Arts

Programmes

Royal Shakespeare Company

We help fund the Company’s Artist Development Programme, which builds cast and crew skills through training and extra rehearsal time, giving audiences a richer experience of Shakespeare’s work. We also support the Company’s archive and library.

Royal Shakespeare Company

The modern Royal Shakespeare Company (RSC) was founded in 1961 as a result of director Peter Hall’s conviction that performances of Shakespeare need a unity of vision best achieved through ensemble, where a group of actors, directors, designers and other professionals work together over an extended period of time and across different productions.

Gatsby supports the RSC by contributing to its Artist Development Programme, which focuses on deepening the company’s skills, thus giving audiences a richer experience of Shakespeare’s work.

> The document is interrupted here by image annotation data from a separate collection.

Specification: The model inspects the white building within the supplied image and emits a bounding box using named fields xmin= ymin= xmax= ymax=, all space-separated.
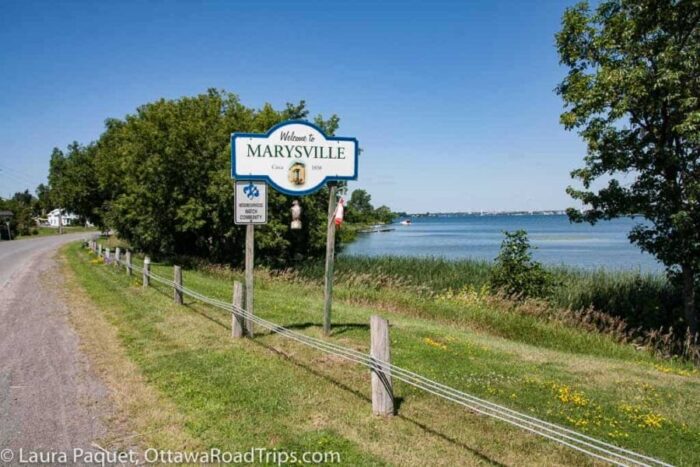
xmin=47 ymin=209 xmax=78 ymax=227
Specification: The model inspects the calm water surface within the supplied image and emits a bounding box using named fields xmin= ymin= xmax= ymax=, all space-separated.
xmin=342 ymin=215 xmax=662 ymax=272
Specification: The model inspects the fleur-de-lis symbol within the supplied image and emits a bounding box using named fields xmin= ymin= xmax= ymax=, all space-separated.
xmin=243 ymin=182 xmax=260 ymax=199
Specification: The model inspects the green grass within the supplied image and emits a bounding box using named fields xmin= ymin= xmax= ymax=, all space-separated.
xmin=67 ymin=246 xmax=700 ymax=465
xmin=297 ymin=255 xmax=683 ymax=330
xmin=18 ymin=226 xmax=97 ymax=238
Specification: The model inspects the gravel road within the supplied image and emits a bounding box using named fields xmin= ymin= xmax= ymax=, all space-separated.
xmin=0 ymin=233 xmax=107 ymax=464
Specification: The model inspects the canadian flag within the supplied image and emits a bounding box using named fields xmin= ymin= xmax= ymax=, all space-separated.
xmin=334 ymin=198 xmax=345 ymax=226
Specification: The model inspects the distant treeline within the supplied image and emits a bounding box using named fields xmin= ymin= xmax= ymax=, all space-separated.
xmin=41 ymin=90 xmax=400 ymax=266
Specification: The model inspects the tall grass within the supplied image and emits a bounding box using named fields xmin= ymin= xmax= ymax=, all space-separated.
xmin=295 ymin=256 xmax=491 ymax=292
xmin=294 ymin=256 xmax=700 ymax=362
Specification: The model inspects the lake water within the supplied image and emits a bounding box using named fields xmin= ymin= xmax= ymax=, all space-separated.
xmin=341 ymin=215 xmax=663 ymax=272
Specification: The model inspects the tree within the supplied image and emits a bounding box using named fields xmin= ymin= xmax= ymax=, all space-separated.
xmin=34 ymin=183 xmax=53 ymax=217
xmin=556 ymin=0 xmax=700 ymax=333
xmin=48 ymin=142 xmax=104 ymax=226
xmin=489 ymin=230 xmax=554 ymax=298
xmin=92 ymin=90 xmax=348 ymax=265
xmin=0 ymin=190 xmax=37 ymax=238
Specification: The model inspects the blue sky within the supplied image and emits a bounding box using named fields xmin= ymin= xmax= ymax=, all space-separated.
xmin=0 ymin=0 xmax=585 ymax=212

Gatsby and other donors to the Programme give the RSC the resources to extend rehearsal time from seven to 11 weeks per production, and to increase opportunities for understudies to rehearse. The Programme also holds workshops with voice, text and movement coaches for the Company’s actors. Production-specific seminars, such as academic lectures on socio-political context, further build the cast and crew’s understanding.

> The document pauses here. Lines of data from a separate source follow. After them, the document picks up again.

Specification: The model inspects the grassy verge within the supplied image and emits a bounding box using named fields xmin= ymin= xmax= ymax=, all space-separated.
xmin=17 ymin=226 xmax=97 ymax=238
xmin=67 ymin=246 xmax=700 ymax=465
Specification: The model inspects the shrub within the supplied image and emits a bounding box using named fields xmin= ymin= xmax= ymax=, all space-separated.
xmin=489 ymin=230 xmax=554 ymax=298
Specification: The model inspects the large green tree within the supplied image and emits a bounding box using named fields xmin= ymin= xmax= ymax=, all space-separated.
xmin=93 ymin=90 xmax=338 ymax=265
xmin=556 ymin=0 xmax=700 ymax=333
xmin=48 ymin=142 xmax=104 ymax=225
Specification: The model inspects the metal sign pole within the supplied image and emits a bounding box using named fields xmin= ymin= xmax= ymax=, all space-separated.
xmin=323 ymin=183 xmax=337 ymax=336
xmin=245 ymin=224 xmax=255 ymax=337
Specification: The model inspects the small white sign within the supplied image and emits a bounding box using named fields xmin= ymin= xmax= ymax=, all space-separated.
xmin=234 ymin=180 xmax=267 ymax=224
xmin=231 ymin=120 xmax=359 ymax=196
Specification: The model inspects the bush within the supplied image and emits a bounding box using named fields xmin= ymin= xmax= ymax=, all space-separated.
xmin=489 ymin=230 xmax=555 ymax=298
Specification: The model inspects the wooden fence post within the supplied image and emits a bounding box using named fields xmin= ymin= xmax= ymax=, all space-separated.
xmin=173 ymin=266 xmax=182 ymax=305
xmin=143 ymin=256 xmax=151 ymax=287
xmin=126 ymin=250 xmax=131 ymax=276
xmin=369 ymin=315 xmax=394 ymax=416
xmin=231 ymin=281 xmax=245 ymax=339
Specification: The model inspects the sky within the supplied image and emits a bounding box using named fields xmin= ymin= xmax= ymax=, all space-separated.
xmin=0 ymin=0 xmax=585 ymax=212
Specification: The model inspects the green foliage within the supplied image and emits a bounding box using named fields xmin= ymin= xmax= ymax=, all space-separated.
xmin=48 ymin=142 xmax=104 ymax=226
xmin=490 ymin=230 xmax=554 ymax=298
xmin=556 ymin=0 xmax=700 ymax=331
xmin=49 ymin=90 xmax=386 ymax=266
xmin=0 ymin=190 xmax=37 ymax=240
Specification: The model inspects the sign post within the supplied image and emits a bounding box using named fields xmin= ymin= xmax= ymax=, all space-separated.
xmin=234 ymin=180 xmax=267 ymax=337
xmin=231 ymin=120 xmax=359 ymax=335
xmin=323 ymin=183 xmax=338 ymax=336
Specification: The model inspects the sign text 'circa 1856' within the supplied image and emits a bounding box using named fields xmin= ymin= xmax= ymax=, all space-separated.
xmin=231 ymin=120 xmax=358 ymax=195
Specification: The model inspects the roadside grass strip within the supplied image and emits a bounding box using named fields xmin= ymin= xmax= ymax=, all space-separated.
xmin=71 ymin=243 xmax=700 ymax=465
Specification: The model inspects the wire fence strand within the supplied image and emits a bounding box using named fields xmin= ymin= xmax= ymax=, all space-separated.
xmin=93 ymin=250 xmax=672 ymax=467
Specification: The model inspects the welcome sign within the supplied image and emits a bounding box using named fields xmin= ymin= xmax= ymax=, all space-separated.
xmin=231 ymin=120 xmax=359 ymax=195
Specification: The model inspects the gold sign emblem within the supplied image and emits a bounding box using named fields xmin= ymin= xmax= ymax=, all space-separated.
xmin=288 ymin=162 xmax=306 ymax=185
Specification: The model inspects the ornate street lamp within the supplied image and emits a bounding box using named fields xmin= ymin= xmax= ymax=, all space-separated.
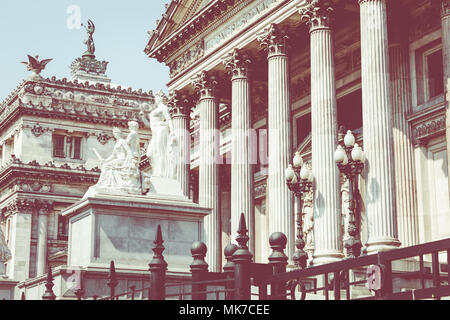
xmin=334 ymin=130 xmax=365 ymax=258
xmin=285 ymin=152 xmax=313 ymax=269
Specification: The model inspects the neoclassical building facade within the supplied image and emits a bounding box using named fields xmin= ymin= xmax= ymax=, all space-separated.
xmin=145 ymin=0 xmax=450 ymax=271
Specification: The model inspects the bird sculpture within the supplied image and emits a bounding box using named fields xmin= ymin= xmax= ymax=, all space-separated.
xmin=22 ymin=55 xmax=53 ymax=79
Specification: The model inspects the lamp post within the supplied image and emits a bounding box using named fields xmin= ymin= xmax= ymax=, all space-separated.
xmin=334 ymin=130 xmax=365 ymax=258
xmin=285 ymin=152 xmax=313 ymax=269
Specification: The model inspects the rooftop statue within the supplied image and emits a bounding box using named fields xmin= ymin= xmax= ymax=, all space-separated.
xmin=140 ymin=90 xmax=178 ymax=179
xmin=81 ymin=19 xmax=95 ymax=57
xmin=21 ymin=55 xmax=53 ymax=80
xmin=0 ymin=227 xmax=11 ymax=275
xmin=84 ymin=121 xmax=143 ymax=198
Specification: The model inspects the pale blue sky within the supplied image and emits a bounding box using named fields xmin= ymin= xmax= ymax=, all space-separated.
xmin=0 ymin=0 xmax=169 ymax=101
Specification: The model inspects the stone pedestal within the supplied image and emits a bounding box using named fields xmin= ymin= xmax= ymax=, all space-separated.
xmin=62 ymin=195 xmax=211 ymax=271
xmin=359 ymin=0 xmax=400 ymax=253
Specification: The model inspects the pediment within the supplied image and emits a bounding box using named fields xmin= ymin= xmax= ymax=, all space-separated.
xmin=150 ymin=0 xmax=211 ymax=46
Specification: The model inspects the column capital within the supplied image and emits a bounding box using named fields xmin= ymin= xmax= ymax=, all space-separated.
xmin=298 ymin=0 xmax=333 ymax=33
xmin=168 ymin=90 xmax=193 ymax=117
xmin=257 ymin=23 xmax=289 ymax=59
xmin=441 ymin=0 xmax=450 ymax=19
xmin=7 ymin=198 xmax=36 ymax=214
xmin=36 ymin=200 xmax=53 ymax=215
xmin=192 ymin=71 xmax=218 ymax=100
xmin=222 ymin=49 xmax=251 ymax=81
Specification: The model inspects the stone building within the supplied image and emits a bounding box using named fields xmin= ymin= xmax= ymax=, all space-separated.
xmin=0 ymin=38 xmax=154 ymax=298
xmin=145 ymin=0 xmax=450 ymax=271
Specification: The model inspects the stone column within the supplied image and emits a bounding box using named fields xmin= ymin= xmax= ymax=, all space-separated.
xmin=441 ymin=0 xmax=450 ymax=200
xmin=36 ymin=201 xmax=52 ymax=276
xmin=223 ymin=49 xmax=255 ymax=252
xmin=7 ymin=199 xmax=35 ymax=281
xmin=258 ymin=24 xmax=294 ymax=256
xmin=193 ymin=72 xmax=222 ymax=272
xmin=359 ymin=0 xmax=400 ymax=253
xmin=169 ymin=92 xmax=192 ymax=197
xmin=300 ymin=1 xmax=344 ymax=265
xmin=388 ymin=8 xmax=419 ymax=247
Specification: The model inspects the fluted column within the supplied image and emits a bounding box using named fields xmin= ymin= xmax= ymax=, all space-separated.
xmin=36 ymin=201 xmax=52 ymax=276
xmin=300 ymin=1 xmax=344 ymax=264
xmin=441 ymin=0 xmax=450 ymax=200
xmin=388 ymin=9 xmax=419 ymax=247
xmin=359 ymin=0 xmax=400 ymax=253
xmin=258 ymin=24 xmax=294 ymax=256
xmin=193 ymin=72 xmax=222 ymax=272
xmin=169 ymin=92 xmax=192 ymax=197
xmin=223 ymin=49 xmax=255 ymax=252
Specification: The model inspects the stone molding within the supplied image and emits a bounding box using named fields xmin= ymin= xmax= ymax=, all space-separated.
xmin=222 ymin=49 xmax=252 ymax=81
xmin=257 ymin=23 xmax=289 ymax=59
xmin=298 ymin=0 xmax=333 ymax=33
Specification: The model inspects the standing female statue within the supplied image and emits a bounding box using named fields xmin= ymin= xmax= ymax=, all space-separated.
xmin=140 ymin=90 xmax=176 ymax=179
xmin=84 ymin=125 xmax=142 ymax=198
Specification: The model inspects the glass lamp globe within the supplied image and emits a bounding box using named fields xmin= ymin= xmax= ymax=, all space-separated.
xmin=352 ymin=143 xmax=364 ymax=161
xmin=300 ymin=166 xmax=309 ymax=180
xmin=292 ymin=152 xmax=303 ymax=168
xmin=284 ymin=164 xmax=295 ymax=181
xmin=344 ymin=130 xmax=355 ymax=147
xmin=334 ymin=145 xmax=346 ymax=163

In addition, the Programme nurtures future talent through apprentice opportunities for backstage roles.

Gatsby also supports the RSC archive, which holds a wealth of information covering the history of the Company and its predecessor, the Shakespeare Memorial Theatre, from 1879 to the present. The archive is held by the Shakespeare Birthplace Trust and contains cast-lists, performance dates, production posters, videos, photographs, prompt books, designs and reviews of productions.

The RSC’s home is at the Royal Shakespeare Theatre in Stratford-upon-Avon. Gatsby made a major contribution to the Theatre’s £113 million redevelopment, which was completed in 2011.